The thing I want to import most is the song, "Honey, Come Home" by the band "The Head and the Heart." My three kids all connected me to this song, and it's GORGEOUS.  Nate introduced me to the song, and then my middle one, Tess, went to the concert last week in NYC, where the songwriter explained he'd written the song for his parents who are divorced. And then Haley, my youngest child, set me up with Spotify and put it on a playlist for me ("Mamala"). In the lyrics, the narrator says, "Come home," to a spouse who's left:

Honey, come home,
My stubborn ways are behind me now....

.....Do you remember every block, every minute of every walk/ 
we used to take/we were young/ so many years ago?
And I think of all this time/ that we've wasted with all our fighting
and I cry/ just want to die with the one I love...

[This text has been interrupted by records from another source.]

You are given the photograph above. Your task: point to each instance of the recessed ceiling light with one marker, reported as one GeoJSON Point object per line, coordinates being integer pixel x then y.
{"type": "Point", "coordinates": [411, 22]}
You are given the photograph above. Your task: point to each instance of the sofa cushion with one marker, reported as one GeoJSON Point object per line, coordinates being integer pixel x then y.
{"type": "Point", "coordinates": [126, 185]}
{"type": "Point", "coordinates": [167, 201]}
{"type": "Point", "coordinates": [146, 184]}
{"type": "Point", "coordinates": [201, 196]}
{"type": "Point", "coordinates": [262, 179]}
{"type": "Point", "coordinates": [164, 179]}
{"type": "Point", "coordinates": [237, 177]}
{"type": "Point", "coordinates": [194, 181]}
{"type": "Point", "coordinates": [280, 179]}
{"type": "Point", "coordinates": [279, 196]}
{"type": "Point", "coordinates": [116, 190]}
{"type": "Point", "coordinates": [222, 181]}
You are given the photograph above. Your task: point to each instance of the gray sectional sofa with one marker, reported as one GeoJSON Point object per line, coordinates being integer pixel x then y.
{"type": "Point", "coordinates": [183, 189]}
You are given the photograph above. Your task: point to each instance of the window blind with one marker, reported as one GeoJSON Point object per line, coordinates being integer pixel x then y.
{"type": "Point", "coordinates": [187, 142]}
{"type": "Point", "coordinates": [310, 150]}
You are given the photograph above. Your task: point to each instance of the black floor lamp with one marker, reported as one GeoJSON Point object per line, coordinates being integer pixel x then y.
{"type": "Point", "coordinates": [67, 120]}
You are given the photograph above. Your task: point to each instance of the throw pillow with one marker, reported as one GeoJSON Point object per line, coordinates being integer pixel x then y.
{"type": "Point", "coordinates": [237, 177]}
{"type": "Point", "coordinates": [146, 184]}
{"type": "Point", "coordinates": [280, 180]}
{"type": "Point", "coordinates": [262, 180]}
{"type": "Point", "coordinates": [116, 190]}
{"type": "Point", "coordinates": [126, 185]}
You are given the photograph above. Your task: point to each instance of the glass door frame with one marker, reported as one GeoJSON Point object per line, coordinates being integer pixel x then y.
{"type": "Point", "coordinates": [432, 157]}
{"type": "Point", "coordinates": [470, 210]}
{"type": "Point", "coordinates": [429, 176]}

Oh God I love my vices but they've taken me to places
that I never thought I'd go
And I am ready to be home...

I was jogging yesterday listening to this song, and I felt this enormous rush of gratitude for my kids, and their friends who were in my classes just a few years ago, and my students now, because they have the sensibility embodied in this song. And of course I felt grateful especially for this little genius of an artist, who wrote this song, whose lyrics are a poem of longing to repair a broken world. Never going to happen, really -- that is what a person my age would say   -- no kid's longing for his parents to reunite is going to fix a crappy marriage  -- but still. This young songwriter, singing to his parents, he just nailed them. Once upon a time his parents took those walks, and then they fell into their vices, and now they are old, and they are afraid, and they need each other. This is the human story. The Greeks taught us this.

Plenty of my students' parents are divorced -  ugly and complex messy divorces - and my students buck up against the pain of all that, and they also see how flawed and frail their parents are, and somehow this gives them hope. They will do better, plus they understand how it happens, how life brings out the worst in people, even people truly filled with love. They are so young, these kids, I don't quite understand how they get this wisdom. I think they must get it from being sandblasted with so much incoming information from the whole globe constantly that they instinctively triage what they can possibly know and understand, and they focus on understanding what's in front of their faces - the streets where they live, the friends they love, and us, their parents, so grown up, and so deeply, deeply flawed. They envision us singing to one another, and then coming on home.

They have so much to teach us. And that's the theme of my blog: it's going to be about the things my 3 kids, their friends, and my students at Phillips Academy teach me, which is a lot, all the time. (Okay one of you please start now by teaching me how to properly work this blog. Should I put it on Facebook? Or Twitter? I could do that - if I could figure it out).


Monday, August 6, 2012

 Hi to my very own children and the 4 of their dear pals who will read my blog. I'm starting a blog! I will require my journalism class to do so this fall, so I figured I'd better do it too. I will write the first proper blog later today, with content inspired by a story Haley told me yesterday in the car about the song "Honey Come Home."